The customer starts with a 5 star until proven otherwise. Example: I gave out a mercy 2 to some drunk jerk who started smoking in my car and then later tells me he was high on drugs.


----------



## secretadmirer (Jul 19, 2015)

cool


----------



## jetboatjohnny (Jan 21, 2015)

Anyone getting a $4 ride without a tip gets a 4


----------



## Jason2k15 (Jul 31, 2015)

jetboatjohnny said:


> Anyone getting a $4 ride without a tip gets a 4


Karma can be a B*tch. I am just curious, what's your rating?


----------



## jetboatjohnny (Jan 21, 2015)

Jason2k15 said:


> Karma can be a B*tch. I am just curious, what's your rating?

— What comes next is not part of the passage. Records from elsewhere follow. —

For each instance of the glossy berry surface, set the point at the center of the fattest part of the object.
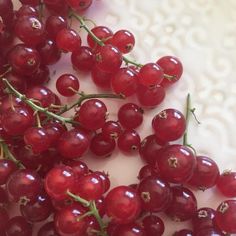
(176, 163)
(122, 205)
(130, 115)
(183, 204)
(169, 125)
(155, 194)
(67, 85)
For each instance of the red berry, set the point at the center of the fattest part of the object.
(67, 85)
(130, 116)
(155, 194)
(59, 180)
(183, 204)
(171, 66)
(124, 40)
(122, 205)
(226, 184)
(169, 125)
(124, 82)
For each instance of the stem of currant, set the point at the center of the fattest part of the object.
(8, 154)
(101, 43)
(35, 107)
(91, 205)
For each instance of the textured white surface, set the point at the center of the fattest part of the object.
(202, 34)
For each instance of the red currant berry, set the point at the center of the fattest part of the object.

4.83 I got over 3000 rides in 18 months. My new rating system doesn't apply to my locals, just when I am in OC/LA. Most $4 rides here are $5, it is a dollar more to start.


----------



## Jason2k15 (Jul 31, 2015)

jetboatjohnny said:


> 4.83 I got over 3000 rides in 18 months. My new rating system doesn't apply to my locals, just when I am in OC/LA. Most $4 rides here are $5, it is a dollar more to start.


Wow, that is awesome. I am 4.81 after 43 rides. Just starting out really. 4.94 was my highest fluctuating rate before I lost the 5.0


----------